Fixed-Time Attitude Control of Satellite Using Combined Magnetic and Magneto-Coulombic Actuators

Abstract

This paper presents a novel fixed time attitude control for a satellite system actuated by hybrid actuators. The hybrid actuators considered in this paper are a combination of magnetic and magneto-Coulombic actuators which provide torques along the three body axes at every instant of time. The magneto-Coulombic torque is generated with the help of spherical charged shells which are placed along the different body axes. These charged shells interact with Earth's magnetic field to produce the Lorentz force which in turn produces the required magneto-Coulombic torque for actuating the satellite. Whereas, the magnetic torque is produced by magnetorquers on interaction with the current flowing through them with the Earth's magnetic field. However, the magneto-Coulombic torque as well as the magnetic torque, if used independently for actuation purposes results in an under-actuation problem because the magneto-Coulombic torque is constrained in a plane containing the local magnetic field and velocity vectors, and magnetic torque lies in a plane perpendicular to the local magnetic field vector. This problem is tackled and addressed in this paper by using the combination of magneto-Coulombic and magnetic actuators, which yields a fully actuated satellite system thereby resulting in a three-axis attitude control or full controllability at all periods of time.

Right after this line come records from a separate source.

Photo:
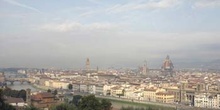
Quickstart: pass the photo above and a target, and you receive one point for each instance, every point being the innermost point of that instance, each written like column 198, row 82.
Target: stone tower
column 28, row 96
column 87, row 64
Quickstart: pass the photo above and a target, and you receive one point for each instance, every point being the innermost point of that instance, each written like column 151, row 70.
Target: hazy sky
column 123, row 33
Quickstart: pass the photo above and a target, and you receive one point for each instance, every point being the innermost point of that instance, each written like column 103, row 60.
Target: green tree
column 70, row 86
column 76, row 99
column 55, row 92
column 89, row 103
column 3, row 105
column 31, row 108
column 64, row 106
column 22, row 94
column 106, row 104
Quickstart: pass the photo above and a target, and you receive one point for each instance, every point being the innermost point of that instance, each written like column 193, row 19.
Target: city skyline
column 46, row 34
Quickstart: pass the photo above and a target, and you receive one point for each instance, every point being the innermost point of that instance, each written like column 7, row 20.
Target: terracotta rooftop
column 14, row 100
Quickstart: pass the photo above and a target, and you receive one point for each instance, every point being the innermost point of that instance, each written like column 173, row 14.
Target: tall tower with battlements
column 87, row 64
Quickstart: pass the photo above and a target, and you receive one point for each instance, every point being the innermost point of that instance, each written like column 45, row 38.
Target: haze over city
column 120, row 33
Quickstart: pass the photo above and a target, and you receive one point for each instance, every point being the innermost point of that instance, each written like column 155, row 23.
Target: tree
column 70, row 86
column 31, row 108
column 106, row 104
column 22, row 94
column 49, row 90
column 76, row 99
column 89, row 103
column 64, row 106
column 55, row 92
column 3, row 105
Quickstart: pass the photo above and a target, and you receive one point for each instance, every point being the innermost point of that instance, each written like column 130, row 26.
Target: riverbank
column 44, row 88
column 119, row 103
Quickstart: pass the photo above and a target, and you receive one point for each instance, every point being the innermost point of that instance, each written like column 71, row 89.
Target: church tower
column 28, row 96
column 87, row 64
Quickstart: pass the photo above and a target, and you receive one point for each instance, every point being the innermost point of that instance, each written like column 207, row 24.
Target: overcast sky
column 119, row 33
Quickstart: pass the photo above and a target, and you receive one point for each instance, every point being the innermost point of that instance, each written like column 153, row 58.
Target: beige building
column 57, row 84
column 207, row 100
column 164, row 97
column 150, row 95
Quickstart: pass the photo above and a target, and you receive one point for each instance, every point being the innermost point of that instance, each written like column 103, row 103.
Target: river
column 19, row 86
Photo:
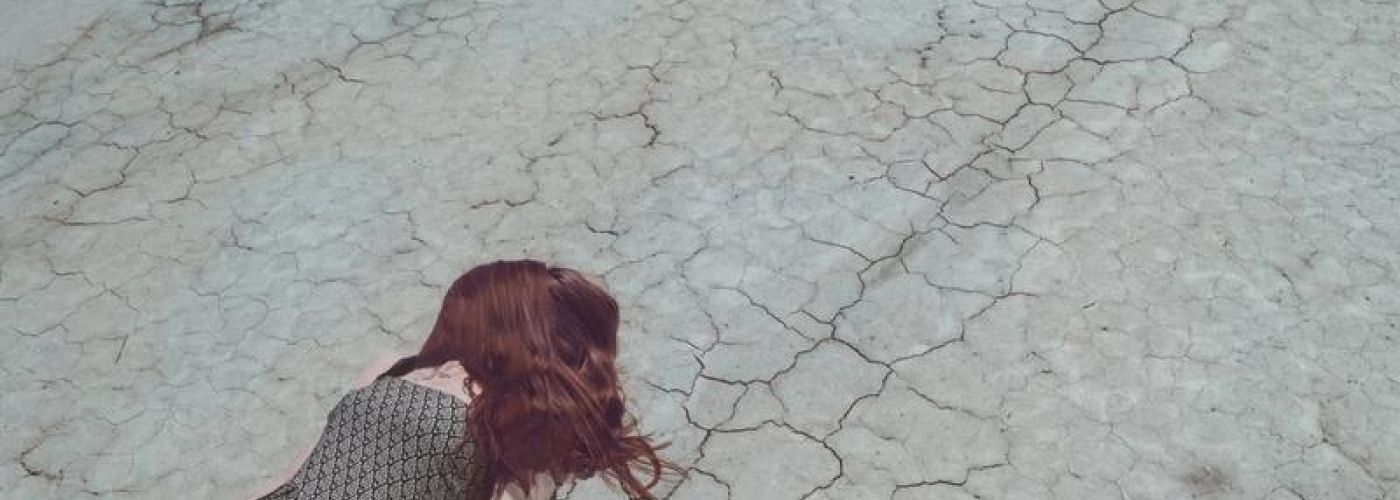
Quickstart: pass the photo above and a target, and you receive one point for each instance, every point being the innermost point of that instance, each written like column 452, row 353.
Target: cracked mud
column 867, row 249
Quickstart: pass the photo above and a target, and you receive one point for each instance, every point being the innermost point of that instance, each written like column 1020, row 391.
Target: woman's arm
column 367, row 377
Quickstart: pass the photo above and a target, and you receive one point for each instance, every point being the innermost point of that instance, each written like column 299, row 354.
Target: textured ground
column 868, row 249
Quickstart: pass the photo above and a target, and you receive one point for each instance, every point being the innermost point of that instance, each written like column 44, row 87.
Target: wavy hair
column 541, row 342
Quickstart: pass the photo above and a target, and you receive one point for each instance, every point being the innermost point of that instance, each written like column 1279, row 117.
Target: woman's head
column 541, row 342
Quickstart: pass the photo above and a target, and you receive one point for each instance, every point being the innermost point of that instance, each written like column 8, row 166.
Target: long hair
column 541, row 342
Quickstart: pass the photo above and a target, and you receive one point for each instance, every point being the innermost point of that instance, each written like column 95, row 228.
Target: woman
column 513, row 392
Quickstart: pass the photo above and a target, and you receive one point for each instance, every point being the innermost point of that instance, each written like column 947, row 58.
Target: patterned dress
column 392, row 439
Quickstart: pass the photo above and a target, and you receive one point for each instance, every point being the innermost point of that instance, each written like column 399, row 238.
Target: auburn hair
column 541, row 342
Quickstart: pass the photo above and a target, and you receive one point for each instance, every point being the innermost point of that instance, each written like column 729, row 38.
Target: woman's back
column 392, row 439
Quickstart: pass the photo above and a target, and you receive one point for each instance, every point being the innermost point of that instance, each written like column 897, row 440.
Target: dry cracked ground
column 865, row 249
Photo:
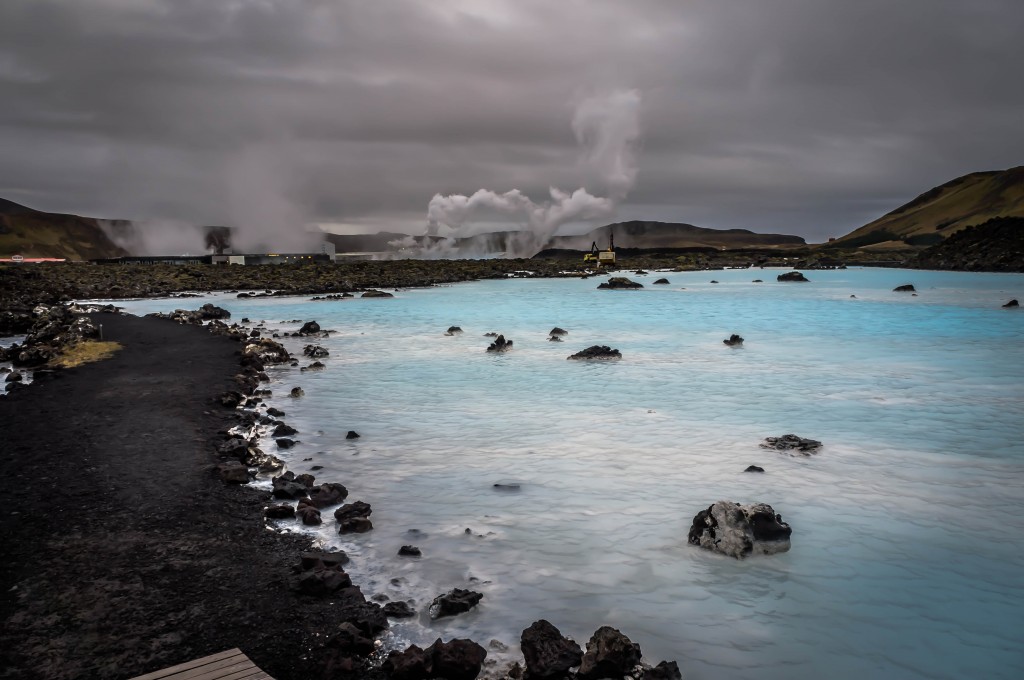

The control formulation in this paper is derived from sliding mode control theorem which is a popular robust control algorithm. The sliding manifold considered in this paper is a non-singular terminal sliding manifold designed in such a way that it ensures finite-time convergence to the origin of the sliding surface. Finite-time stability of the satellite is proved using the Lyapunov theorem. The expression of convergence time is derived using the Lyapunov theorem and is found to be independent of the initial conditions of the state variables when the satellite system dynamics is modeled in the state-space formulation. As the convergence time is independent of the initial conditions of state variables, therefore the control algorithm is termed as fixed-time attitude control algorithm. Numerical simulations are used to validate the effectiveness of the fixed time attitude control algorithm.